Americans who don’t have a FICO score present both an opportunity and a challenge for lenders.
Lenders are keen to extend credit to consumers in new market segments, but need to ensure they’re making risk-aware decisions. Some lenders are asking can scoring trended data, or more accurately trended credit bureau data, as some credit score companies claim, actually help expand credit access to these consumers? The short answer is no and let’s discuss why. First, it’s important to understand two key terms:
1.Trended data is a historical view of a consumer’s traditional credit bureau file.
2.Alternative data, according to the Consumer Finance Protection Bureau, refers to any credit data that is not found in the traditional credit bureau file.
Therefore, the important question to ask is whether a credit scoring model is using traditional credit bureau data or alternative data, as defined above. Traditional credit bureau data contains the most recently reported information on consumers’ monthly balances, payment amounts and limits. Trended data consists of this exact same traditional credit bureau data going back 24 to 30 months, depending on the source credit reporting agency. Trended data can be thought of as a series of snapshots of a consumer’s traditional credit bureau file.
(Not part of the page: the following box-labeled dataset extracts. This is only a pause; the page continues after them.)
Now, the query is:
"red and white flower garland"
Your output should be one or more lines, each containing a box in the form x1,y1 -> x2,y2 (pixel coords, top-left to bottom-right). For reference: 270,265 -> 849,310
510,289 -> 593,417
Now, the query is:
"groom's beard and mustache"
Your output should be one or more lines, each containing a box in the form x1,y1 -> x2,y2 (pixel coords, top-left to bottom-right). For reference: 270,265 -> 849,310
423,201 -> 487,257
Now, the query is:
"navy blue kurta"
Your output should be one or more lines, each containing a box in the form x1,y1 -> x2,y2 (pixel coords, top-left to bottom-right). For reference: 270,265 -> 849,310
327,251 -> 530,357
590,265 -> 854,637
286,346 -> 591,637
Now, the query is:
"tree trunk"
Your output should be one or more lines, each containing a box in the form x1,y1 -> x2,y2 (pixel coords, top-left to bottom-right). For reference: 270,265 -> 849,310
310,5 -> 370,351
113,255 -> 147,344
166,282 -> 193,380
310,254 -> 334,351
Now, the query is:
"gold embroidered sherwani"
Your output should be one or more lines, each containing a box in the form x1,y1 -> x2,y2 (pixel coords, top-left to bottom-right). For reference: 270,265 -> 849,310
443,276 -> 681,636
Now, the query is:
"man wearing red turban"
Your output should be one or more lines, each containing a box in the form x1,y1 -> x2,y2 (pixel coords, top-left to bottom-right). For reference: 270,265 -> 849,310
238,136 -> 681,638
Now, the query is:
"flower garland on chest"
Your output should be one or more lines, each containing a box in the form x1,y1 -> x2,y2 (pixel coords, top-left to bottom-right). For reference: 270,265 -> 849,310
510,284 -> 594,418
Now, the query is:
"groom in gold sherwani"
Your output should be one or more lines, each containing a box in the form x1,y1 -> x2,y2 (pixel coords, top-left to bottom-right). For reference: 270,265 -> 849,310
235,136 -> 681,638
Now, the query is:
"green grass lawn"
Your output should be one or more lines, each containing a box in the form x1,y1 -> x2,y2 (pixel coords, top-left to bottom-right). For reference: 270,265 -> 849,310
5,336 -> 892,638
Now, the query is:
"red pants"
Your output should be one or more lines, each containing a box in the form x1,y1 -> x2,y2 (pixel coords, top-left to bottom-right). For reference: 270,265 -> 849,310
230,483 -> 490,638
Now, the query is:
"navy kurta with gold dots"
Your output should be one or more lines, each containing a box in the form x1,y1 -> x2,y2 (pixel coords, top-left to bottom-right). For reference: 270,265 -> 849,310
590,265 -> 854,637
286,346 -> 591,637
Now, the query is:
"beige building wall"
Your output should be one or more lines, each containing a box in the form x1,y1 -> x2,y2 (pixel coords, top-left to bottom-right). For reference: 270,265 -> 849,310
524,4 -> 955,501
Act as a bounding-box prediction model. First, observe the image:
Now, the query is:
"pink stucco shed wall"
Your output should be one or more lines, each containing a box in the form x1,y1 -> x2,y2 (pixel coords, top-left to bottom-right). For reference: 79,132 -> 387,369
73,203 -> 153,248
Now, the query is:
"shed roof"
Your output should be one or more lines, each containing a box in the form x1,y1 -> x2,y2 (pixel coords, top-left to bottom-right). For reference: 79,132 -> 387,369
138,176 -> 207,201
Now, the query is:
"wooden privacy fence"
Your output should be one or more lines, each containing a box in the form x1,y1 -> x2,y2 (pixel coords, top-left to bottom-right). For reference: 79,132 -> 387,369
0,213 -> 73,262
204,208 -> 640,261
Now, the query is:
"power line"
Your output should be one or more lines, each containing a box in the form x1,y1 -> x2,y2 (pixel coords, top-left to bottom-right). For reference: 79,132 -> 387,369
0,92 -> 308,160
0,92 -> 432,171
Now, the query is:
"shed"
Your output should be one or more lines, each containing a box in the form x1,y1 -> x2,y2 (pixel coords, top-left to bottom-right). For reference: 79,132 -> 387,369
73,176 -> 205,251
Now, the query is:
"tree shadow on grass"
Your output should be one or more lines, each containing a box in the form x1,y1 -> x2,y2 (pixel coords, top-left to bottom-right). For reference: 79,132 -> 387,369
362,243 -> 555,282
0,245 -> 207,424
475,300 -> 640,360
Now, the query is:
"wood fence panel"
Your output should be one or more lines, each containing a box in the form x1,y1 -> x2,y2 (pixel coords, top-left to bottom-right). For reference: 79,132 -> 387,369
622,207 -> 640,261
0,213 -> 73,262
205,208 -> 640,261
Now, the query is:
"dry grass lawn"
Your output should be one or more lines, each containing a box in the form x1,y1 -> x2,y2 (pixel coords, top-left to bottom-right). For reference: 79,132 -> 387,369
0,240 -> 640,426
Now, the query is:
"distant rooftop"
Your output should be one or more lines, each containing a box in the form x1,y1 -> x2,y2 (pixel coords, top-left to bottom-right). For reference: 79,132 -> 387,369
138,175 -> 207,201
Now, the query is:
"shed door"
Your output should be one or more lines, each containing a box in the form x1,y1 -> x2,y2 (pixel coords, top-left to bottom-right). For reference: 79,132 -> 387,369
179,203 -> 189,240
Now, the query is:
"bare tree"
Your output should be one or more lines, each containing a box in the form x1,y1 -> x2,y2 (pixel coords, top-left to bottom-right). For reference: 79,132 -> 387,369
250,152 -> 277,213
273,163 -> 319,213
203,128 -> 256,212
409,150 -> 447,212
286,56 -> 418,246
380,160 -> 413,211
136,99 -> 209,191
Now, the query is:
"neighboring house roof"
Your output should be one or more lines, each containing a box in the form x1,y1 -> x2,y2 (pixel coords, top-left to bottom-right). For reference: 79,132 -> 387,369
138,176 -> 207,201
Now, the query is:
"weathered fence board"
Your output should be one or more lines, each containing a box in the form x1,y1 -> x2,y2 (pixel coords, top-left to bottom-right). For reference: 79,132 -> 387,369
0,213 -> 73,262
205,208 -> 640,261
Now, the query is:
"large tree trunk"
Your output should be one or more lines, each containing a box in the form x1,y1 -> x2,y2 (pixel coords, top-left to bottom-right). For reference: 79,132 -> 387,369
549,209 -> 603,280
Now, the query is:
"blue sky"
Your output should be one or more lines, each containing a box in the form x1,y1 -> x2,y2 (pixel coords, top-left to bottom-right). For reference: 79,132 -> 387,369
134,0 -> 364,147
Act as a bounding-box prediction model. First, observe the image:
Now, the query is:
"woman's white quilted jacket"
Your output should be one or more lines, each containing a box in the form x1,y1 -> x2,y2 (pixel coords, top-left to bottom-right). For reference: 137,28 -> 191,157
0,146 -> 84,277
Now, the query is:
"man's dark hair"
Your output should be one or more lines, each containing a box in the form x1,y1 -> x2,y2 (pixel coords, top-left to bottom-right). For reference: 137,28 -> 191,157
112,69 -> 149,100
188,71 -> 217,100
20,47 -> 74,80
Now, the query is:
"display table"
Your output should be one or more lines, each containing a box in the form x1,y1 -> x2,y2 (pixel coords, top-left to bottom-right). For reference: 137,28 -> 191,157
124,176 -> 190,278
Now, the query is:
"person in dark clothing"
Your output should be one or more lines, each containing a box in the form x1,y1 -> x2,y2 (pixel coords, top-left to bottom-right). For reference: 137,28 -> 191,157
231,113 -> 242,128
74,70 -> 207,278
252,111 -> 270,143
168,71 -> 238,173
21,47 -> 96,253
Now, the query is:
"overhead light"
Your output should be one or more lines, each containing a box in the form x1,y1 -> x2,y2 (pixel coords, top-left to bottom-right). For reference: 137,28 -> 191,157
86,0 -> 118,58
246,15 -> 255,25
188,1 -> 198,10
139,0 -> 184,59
Very little non-loan payments, such as rental, utility and cell phone payments information is available in a traditional credit bureau file. Only about 1 million consumers have rental information captured in their traditional credit bureau file, despite the U.S. Census Bureau estimating that roughly 35% of the 240 million U.S. adults live in rental housing. Similarly, even though over 60% of U.S. adults pay for utilities, only 2.4% of traditional credit bureau files contain utility payment information.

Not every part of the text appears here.